Misconception: Social Class and Infertility in America

Ann V. Bell

New Jersey: Rutgers University Press, 2014

Reviewed by Jill Allison

Misconception provides a powerful collection of narratives of infertility across the socio-economic spectrum in America.  Ann Bell argues that it is SES that most deeply marks the variations in women’s experiences of infertility and their access to any kind of medical or social support.  But perhaps more importantly, Bell provides a glimpse of the many social and structural elements in women’s lives that shape the meaning of reproduction and motherhood.  Like many socially grounded studies on infertility, it is this lens on motherhood that infertility affords us that makes Bell’s work an important contribution to medical social science.  Bell argues that women in low SES groups make reproductive decisions differently, approach motherhood differently and view an inability to conceive from a more fatalistic perspective.  Locating the ideals of motherhood in the middle and upper class notion of planning and preparing, being ready and able to provide materially for a child before embarking on motherhood, Bell points out how women in low SES groups are excluded from the normative picture of the ideal mother.  For these women, motherhood can be a “redemptive” endeavor (p.60) that fills a potential absence of loving relationships with parents or with partners who may or may not be committed to a relationship.

The strength of the book is in the narratives of the women, particularly with respect to their relationships to and experiences with the medical system.  Structural violence is evident in many stories in which the impact of a demanding appointment schedule or the prescribing of expensive medications for the working poor who happen to have minimal health insurance is never considered. The role of physicians and clinics as gatekeepers not only of treatment and services, but of motherhood itself, based on the socially sanctioned view of economic readiness is clear in Bell’s work.  Bell also affirms the work of Naomi Pfeffer (1993) and Sarah Franklin (1997) who have described the medicalization of infertility and its construction as a disease by virtue of the treatment options now available.   However, Bell does a good job of pointing out how this diagnosis is relevant only to those who can pay for treatment.  Bell’s book provides ample insight into the distinction between infertility experiences of high and low SES: Infertility is not an illness among the poor but rather a condition of life that is lived with and not overcome.  The other key argument that Bell draws from her narrative data is that decision-making around pregnancy is highly nuanced and subject to the social definition of ideal motherhood.
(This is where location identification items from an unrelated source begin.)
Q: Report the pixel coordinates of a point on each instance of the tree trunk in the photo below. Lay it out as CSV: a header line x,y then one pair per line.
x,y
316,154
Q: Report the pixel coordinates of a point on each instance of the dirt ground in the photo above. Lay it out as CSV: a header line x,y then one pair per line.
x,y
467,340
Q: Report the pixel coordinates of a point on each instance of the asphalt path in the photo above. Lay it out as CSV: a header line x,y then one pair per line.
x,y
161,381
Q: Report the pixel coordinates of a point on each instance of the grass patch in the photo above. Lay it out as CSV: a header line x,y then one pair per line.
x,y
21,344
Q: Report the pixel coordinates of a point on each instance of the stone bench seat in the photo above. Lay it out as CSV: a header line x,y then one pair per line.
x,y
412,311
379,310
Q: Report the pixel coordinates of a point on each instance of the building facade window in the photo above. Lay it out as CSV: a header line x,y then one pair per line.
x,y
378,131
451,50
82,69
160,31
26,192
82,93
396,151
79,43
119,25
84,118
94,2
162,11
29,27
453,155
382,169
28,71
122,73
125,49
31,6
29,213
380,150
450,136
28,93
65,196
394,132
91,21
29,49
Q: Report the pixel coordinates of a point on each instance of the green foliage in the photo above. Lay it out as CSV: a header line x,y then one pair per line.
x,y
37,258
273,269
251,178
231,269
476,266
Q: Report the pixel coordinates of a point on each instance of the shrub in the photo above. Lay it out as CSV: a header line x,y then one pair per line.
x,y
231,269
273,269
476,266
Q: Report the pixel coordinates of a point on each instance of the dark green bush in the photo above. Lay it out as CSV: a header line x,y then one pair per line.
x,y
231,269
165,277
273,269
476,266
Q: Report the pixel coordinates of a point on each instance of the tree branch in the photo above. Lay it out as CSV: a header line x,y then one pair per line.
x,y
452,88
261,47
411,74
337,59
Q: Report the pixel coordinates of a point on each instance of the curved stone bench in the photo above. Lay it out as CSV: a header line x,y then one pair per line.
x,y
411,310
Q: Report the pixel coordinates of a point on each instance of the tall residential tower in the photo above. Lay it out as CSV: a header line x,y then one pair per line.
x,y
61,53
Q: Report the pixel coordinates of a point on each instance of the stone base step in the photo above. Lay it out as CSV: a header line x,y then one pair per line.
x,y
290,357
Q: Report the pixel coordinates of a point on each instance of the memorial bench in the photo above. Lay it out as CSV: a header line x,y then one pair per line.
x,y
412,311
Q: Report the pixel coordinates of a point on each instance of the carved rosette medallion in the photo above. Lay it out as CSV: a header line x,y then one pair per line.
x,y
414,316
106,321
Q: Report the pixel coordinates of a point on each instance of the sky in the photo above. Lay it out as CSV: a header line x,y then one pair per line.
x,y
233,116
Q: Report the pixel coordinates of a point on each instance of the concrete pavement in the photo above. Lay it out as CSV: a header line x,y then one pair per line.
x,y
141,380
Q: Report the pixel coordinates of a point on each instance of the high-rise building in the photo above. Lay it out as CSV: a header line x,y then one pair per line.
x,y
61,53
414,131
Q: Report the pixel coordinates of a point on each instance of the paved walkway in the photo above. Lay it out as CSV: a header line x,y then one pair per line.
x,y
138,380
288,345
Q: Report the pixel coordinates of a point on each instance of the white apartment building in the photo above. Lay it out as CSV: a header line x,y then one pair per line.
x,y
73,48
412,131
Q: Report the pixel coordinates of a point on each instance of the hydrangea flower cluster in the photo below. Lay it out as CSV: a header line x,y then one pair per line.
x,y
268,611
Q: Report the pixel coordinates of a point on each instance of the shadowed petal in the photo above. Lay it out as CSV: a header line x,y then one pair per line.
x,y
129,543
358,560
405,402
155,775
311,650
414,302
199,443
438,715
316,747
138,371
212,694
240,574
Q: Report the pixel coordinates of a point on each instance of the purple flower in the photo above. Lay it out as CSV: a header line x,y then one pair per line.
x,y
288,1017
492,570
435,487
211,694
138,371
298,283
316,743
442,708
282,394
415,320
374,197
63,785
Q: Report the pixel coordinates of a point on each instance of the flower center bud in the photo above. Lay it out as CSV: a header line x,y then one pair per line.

Her discussion on the fine distinctions between letting pregnancy happen and actively planning for pregnancy is situated against the backdrop of the “unintended pregnancy” – a concept associated with irresponsible motherhood among women of low SES.  Bell’s argument powerfully dismisses as a false construction, the notion of intention as defined solely by actively planning for pregnancy.  The social context in which it is only acceptable to plan for a child if one is financially stable shapes how women in poverty approach their desire to be mothers.

Bell locates infertility experiences within the social context of America, but the book does not draw many links between the capitalist profit seeking nature of American healthcare and the fact that infertility experiences would not be unique in highlighting such sharp divisions between high and low SES.  While the distinctions between women of low and high SES are important, there seems to be no middle ground in this account, and people in so called “middle class” SES are rarely mentioned even though their experiences might further illuminate the pressures women feel to seek treatment or meet a social ideal.  There are some generalized conclusions around “black culture” and rates of marriage that would benefit from some context around national statistics.  It is a bit unclear in the book just how significant racialized experiences might be within various SES since there is no data on the experiences of women of color in high SES.  Bell argues that it is low SES that matters most, but this risks obscuring specificities and differences in relations of power as second and third wave feminists have rightly noted.

This book makes an important contribution to the literature on access to reproductive technologies, the importance of SES and a reproductive choice, the social context of a motherhood identity, and the role motherhood plays in the individual life plans of women.  As a feminist text, it is light on theoretical analysis but this makes it broadly accessible to social scientists and scholars from a range of disciplines who are looking to understand the impact of social stratification on reproductive decision-making.

 

Jill Allison holds a PhD in medical anthropology.  Her work addresses the impact of reproductive technologies on social values in Ireland, access to safe motherhood and health and social justice in Haiti and Nepal. She is Clinical Assistant Professor and Global Health Coordinator in the Faculty of Medicine at Memorial University of Newfoundland in Canada.